可憐さん、学校で俺のどんな話をしているんだと思ったが、どうせ聞くのであれば可憐さん本人に聞いてみよう。


「はい。これで学園で神宮寺さんと楽しいお話の時間ができるはずです。それと誤解しないでいただきたいのですが…。貴方様とのお話も楽しかったです。だから、またお話をしに尋ねてもよろしいですか?」


そう言われると断る理由もない。

悪いお嬢様でもないわけだし、可憐さんのことを慕っているのであれば俺とも仲良くできるんじゃないか。

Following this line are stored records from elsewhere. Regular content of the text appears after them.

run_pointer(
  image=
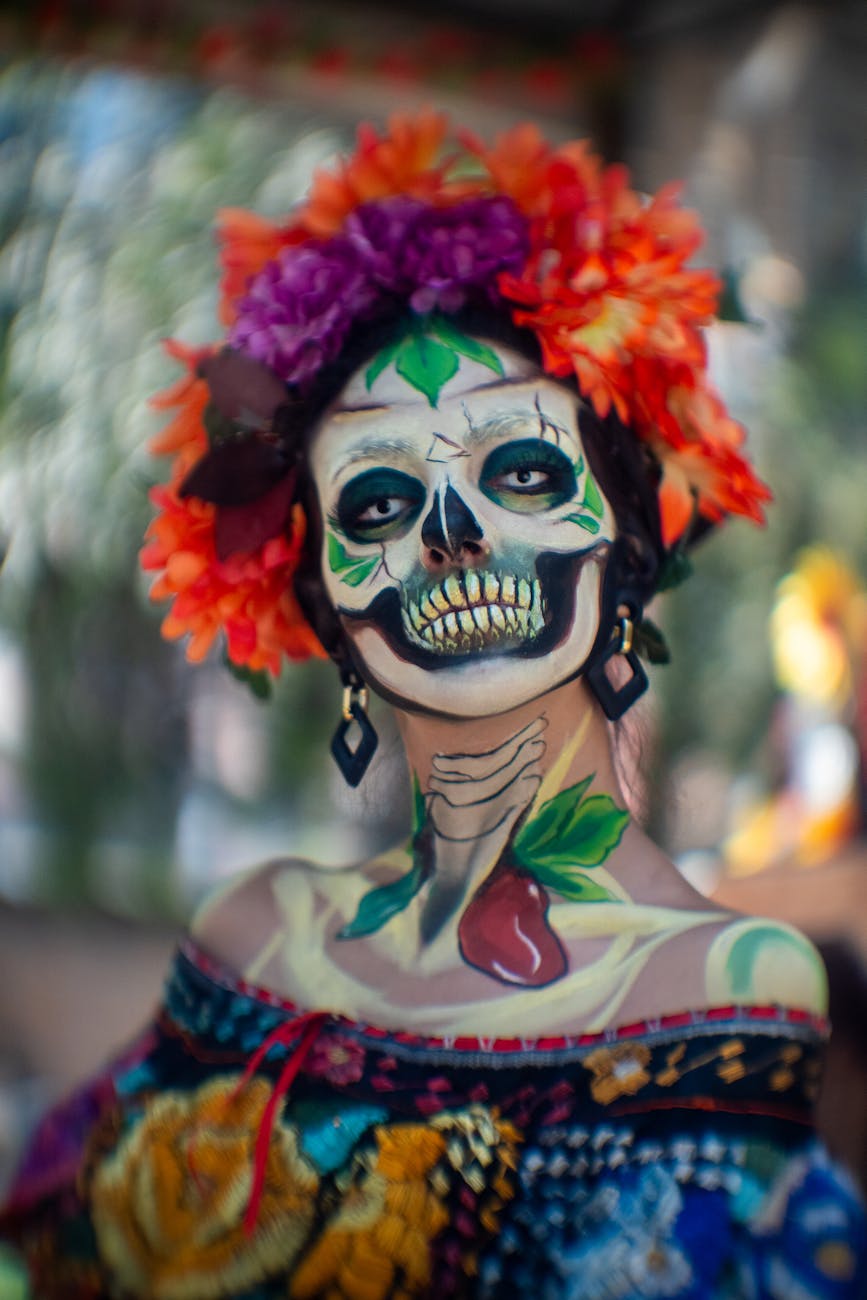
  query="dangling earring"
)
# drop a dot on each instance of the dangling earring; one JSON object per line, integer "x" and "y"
{"x": 616, "y": 700}
{"x": 354, "y": 762}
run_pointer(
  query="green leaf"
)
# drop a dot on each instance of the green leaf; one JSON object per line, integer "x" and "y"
{"x": 463, "y": 343}
{"x": 571, "y": 831}
{"x": 384, "y": 358}
{"x": 384, "y": 902}
{"x": 573, "y": 884}
{"x": 427, "y": 364}
{"x": 592, "y": 498}
{"x": 650, "y": 642}
{"x": 259, "y": 683}
{"x": 352, "y": 570}
{"x": 541, "y": 831}
{"x": 585, "y": 521}
{"x": 745, "y": 950}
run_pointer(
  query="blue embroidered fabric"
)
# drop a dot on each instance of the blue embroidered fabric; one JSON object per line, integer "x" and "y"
{"x": 245, "y": 1149}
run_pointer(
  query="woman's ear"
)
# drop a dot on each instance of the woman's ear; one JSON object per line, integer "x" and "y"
{"x": 310, "y": 588}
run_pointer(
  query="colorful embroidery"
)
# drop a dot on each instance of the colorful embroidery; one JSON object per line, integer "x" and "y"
{"x": 672, "y": 1160}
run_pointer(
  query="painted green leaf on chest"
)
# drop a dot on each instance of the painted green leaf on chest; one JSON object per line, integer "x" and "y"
{"x": 572, "y": 832}
{"x": 384, "y": 902}
{"x": 592, "y": 499}
{"x": 428, "y": 355}
{"x": 350, "y": 568}
{"x": 586, "y": 521}
{"x": 741, "y": 961}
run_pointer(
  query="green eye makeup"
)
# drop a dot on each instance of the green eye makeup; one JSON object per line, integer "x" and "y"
{"x": 528, "y": 476}
{"x": 378, "y": 505}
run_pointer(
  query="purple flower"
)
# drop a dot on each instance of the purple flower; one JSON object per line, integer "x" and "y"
{"x": 299, "y": 308}
{"x": 456, "y": 252}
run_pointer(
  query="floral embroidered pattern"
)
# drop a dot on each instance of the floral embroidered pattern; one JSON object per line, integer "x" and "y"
{"x": 168, "y": 1207}
{"x": 408, "y": 230}
{"x": 399, "y": 1166}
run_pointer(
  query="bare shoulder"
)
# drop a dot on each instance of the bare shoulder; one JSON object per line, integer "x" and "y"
{"x": 759, "y": 961}
{"x": 237, "y": 919}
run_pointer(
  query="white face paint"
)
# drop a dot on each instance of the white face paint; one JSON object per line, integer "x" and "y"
{"x": 463, "y": 544}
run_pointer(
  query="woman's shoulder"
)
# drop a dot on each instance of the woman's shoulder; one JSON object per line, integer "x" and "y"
{"x": 762, "y": 961}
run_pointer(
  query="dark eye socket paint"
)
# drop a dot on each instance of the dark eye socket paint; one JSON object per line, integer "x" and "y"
{"x": 528, "y": 475}
{"x": 378, "y": 503}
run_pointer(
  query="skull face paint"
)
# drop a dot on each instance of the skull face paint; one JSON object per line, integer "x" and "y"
{"x": 463, "y": 544}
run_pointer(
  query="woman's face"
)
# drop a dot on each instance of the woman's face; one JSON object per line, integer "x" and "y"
{"x": 463, "y": 544}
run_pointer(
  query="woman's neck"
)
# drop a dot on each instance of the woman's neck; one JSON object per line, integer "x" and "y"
{"x": 480, "y": 788}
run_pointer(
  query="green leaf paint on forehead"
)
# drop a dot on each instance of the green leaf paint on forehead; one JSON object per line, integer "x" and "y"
{"x": 428, "y": 355}
{"x": 592, "y": 498}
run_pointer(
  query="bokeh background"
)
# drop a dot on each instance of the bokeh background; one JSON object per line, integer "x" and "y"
{"x": 130, "y": 783}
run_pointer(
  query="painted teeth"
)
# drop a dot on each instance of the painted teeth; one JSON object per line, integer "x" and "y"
{"x": 455, "y": 593}
{"x": 472, "y": 610}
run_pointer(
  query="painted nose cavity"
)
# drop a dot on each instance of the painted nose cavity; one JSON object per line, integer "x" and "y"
{"x": 451, "y": 534}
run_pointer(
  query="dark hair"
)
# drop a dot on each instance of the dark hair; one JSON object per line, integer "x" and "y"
{"x": 624, "y": 468}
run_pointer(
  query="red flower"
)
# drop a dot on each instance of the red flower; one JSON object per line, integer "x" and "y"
{"x": 250, "y": 596}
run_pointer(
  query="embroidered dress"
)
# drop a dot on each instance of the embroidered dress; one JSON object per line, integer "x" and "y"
{"x": 246, "y": 1149}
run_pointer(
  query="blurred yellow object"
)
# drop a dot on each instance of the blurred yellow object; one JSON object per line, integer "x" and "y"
{"x": 819, "y": 618}
{"x": 783, "y": 830}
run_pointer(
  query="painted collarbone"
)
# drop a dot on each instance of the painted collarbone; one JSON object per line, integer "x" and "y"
{"x": 481, "y": 611}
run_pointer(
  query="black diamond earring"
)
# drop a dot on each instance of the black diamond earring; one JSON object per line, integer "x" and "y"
{"x": 354, "y": 762}
{"x": 616, "y": 700}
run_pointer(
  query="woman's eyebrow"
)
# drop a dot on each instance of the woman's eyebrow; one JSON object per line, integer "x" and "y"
{"x": 373, "y": 447}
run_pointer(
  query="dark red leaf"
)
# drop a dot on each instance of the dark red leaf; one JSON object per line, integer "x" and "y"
{"x": 246, "y": 528}
{"x": 242, "y": 389}
{"x": 235, "y": 472}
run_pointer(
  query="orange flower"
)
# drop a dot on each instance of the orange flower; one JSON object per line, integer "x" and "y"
{"x": 250, "y": 596}
{"x": 169, "y": 1204}
{"x": 401, "y": 161}
{"x": 382, "y": 1229}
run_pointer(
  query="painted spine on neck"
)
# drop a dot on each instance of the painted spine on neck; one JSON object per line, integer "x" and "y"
{"x": 504, "y": 931}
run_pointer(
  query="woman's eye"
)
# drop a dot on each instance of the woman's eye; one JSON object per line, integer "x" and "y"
{"x": 525, "y": 480}
{"x": 378, "y": 505}
{"x": 528, "y": 476}
{"x": 384, "y": 510}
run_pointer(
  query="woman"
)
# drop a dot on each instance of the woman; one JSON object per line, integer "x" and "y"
{"x": 459, "y": 434}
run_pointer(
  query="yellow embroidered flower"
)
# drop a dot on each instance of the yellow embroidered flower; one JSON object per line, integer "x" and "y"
{"x": 377, "y": 1243}
{"x": 618, "y": 1071}
{"x": 168, "y": 1205}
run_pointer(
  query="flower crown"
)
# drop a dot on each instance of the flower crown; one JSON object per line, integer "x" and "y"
{"x": 419, "y": 225}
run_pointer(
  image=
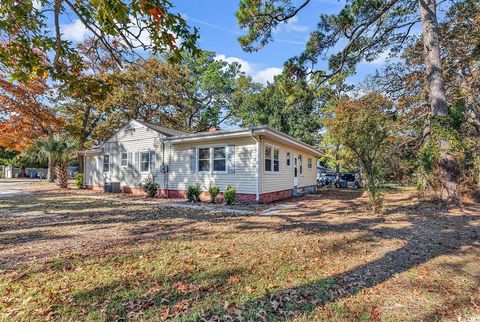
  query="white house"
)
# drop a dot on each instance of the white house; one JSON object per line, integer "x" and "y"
{"x": 262, "y": 164}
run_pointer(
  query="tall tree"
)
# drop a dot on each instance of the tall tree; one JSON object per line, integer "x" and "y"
{"x": 402, "y": 81}
{"x": 192, "y": 96}
{"x": 367, "y": 28}
{"x": 61, "y": 152}
{"x": 288, "y": 104}
{"x": 365, "y": 127}
{"x": 25, "y": 33}
{"x": 24, "y": 113}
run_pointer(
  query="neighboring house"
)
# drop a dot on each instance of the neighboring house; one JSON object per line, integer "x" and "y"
{"x": 262, "y": 164}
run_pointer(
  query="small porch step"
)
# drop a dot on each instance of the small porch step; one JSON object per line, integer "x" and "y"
{"x": 298, "y": 192}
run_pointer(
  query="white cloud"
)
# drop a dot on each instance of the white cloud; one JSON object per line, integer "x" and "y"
{"x": 291, "y": 25}
{"x": 260, "y": 75}
{"x": 381, "y": 59}
{"x": 75, "y": 31}
{"x": 37, "y": 4}
{"x": 266, "y": 75}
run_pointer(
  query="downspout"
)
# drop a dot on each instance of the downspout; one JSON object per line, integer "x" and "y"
{"x": 165, "y": 173}
{"x": 257, "y": 170}
{"x": 84, "y": 170}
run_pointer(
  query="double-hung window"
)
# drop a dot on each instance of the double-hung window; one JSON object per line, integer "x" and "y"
{"x": 272, "y": 158}
{"x": 106, "y": 163}
{"x": 276, "y": 159}
{"x": 212, "y": 159}
{"x": 219, "y": 159}
{"x": 268, "y": 158}
{"x": 204, "y": 160}
{"x": 144, "y": 161}
{"x": 300, "y": 162}
{"x": 124, "y": 159}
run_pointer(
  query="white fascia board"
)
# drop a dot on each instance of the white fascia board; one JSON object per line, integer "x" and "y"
{"x": 213, "y": 136}
{"x": 291, "y": 141}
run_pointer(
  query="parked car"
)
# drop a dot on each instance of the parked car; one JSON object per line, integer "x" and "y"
{"x": 348, "y": 180}
{"x": 326, "y": 179}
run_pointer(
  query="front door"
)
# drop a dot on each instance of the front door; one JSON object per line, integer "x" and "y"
{"x": 295, "y": 172}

「いいですよ。…あ、今度の文化祭と体育祭なんですけど、可憐さんに誘われて行くことになったので、当日もし迷っていたら案内してもらえると助かります」


「それくらいお易い御用ですよ。それにしても神宮寺さんから誘われるだなんて…本当に羨ましいですわ」


今にもハンカチを噛み締めて悔しがりそうな表情だったが、そうはならなかった。

俺の悔しがるお嬢様への偏見像は当たらなかった。あんなのアニメとかでしか見られないんだな。


「…ところで、お名前を伺ってなかったんですけど」


そういえば、可憐さんの名前を知ったのは出会ってから少し時間が経ってからだったな。

今回は出会った当日に名前を伺うという成長を我ながら実感していた。


東雲春風しののめはるかと申します。東雲でも、春風でもお好きに呼んでくださいませ」


「わかりました。それではまた、東雲さん」


そう言って踵を返そうとしたところ、


「あ、車が到着するまで、もう少し傍にいてくださいませんか?」


そんなことを言われたのでその場で足が止まった。

それにしても送迎車って…やっぱりお嬢様を実感させられた。




数十分でやってきた車は、車道で見かけたことのないもので、それがいかにも高級車であるという理由づけになった。


軽く手を振って別れた後、自宅へ帰る。

帰ったら可憐さんに、学校生活のことを聞いてみようか。